STD GBH IS SEX OFFENCE
David Golding was jailed for 14 months for GBH after recklessly infecting a woman with herpes.
Although the Appeal Court cut the sentence to three months in 2014, judges did not overturn the conviction.
This infuriated campaigners.
They argued that criminalising STDs would discourage sufferers from coming forward and getting treatment.
Golding’s crime was failing to tell her he had the illness – but there is a difference between being reckless and using an STD to deliberately harm someone. Somewhat surprisingly, Crime minister
Victoria Atkins revealed last week that there’s no specific offence for this.
It comes under offences against the person, along with giving someone a bloody nose or a shiner.
The minister says there are no plans to change this. Which means those convicted are not put on the Sex Offenders Register.
That cannot be right, Vicky.
To use an STD as a sexual weapon must surely make it a sex offence.

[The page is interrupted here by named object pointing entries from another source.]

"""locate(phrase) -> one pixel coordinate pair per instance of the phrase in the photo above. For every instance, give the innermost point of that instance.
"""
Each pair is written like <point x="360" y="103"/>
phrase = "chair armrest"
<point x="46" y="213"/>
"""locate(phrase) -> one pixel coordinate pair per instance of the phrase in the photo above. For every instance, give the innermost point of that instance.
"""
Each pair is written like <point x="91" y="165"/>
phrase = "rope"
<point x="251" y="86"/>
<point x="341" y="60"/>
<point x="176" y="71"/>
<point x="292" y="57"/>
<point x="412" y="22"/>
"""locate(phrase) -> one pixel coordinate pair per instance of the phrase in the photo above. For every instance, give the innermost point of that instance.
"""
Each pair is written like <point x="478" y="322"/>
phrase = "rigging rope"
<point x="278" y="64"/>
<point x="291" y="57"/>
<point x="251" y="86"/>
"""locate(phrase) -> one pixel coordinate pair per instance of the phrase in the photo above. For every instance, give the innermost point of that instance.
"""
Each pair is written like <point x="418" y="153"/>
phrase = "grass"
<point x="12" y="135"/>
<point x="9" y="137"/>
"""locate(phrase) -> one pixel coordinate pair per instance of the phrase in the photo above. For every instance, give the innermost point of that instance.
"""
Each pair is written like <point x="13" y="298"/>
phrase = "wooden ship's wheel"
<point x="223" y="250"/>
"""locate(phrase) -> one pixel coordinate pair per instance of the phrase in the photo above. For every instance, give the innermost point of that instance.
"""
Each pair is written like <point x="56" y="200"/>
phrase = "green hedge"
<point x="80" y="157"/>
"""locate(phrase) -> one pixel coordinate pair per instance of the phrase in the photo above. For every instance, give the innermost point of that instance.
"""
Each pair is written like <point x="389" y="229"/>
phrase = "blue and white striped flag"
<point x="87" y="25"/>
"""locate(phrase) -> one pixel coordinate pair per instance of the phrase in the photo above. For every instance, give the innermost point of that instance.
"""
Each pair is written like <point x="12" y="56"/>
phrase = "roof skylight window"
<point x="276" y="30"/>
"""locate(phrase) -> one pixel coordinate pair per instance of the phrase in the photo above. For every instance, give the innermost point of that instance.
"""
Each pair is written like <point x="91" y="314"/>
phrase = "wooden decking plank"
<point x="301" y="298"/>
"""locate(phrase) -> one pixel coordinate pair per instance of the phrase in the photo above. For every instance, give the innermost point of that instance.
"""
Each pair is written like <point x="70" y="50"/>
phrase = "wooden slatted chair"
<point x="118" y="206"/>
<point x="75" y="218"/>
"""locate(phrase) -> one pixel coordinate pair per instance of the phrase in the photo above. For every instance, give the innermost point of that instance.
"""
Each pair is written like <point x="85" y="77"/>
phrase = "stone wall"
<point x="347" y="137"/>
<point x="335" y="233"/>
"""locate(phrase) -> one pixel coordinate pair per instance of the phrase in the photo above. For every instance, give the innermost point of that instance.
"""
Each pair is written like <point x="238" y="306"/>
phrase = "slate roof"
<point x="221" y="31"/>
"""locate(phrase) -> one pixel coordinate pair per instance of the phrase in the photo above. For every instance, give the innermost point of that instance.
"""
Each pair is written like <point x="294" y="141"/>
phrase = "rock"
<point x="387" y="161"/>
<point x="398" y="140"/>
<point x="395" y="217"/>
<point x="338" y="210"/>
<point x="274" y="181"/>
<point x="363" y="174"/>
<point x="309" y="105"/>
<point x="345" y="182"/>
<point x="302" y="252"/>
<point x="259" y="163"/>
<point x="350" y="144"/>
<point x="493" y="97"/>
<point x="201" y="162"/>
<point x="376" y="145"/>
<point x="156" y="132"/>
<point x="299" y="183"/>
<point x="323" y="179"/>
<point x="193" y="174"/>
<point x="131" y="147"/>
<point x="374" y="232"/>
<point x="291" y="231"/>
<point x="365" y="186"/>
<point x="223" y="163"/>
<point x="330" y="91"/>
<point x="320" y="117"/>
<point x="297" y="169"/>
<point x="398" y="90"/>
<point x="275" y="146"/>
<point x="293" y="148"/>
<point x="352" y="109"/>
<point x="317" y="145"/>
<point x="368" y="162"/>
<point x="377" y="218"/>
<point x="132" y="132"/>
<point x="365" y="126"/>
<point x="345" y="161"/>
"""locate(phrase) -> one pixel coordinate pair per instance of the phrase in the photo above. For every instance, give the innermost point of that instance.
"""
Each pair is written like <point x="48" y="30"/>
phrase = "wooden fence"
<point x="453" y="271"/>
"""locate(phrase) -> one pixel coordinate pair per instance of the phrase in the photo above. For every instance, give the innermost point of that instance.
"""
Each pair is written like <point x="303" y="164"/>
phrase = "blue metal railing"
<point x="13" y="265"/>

And sex offenders belong on the register. Creative Industries minister Margot James is “driving lasting change in the workforce” of the film business to improve, among other things, gender underrepresentation on screen. An admirable objective – as long as common sense is also applied.
It would be historically laughable in, say, a movie about D-Day to have half the soldiers storming French beaches wearing brassieres.
Nor would Saving Private Rhiannon quite cut it.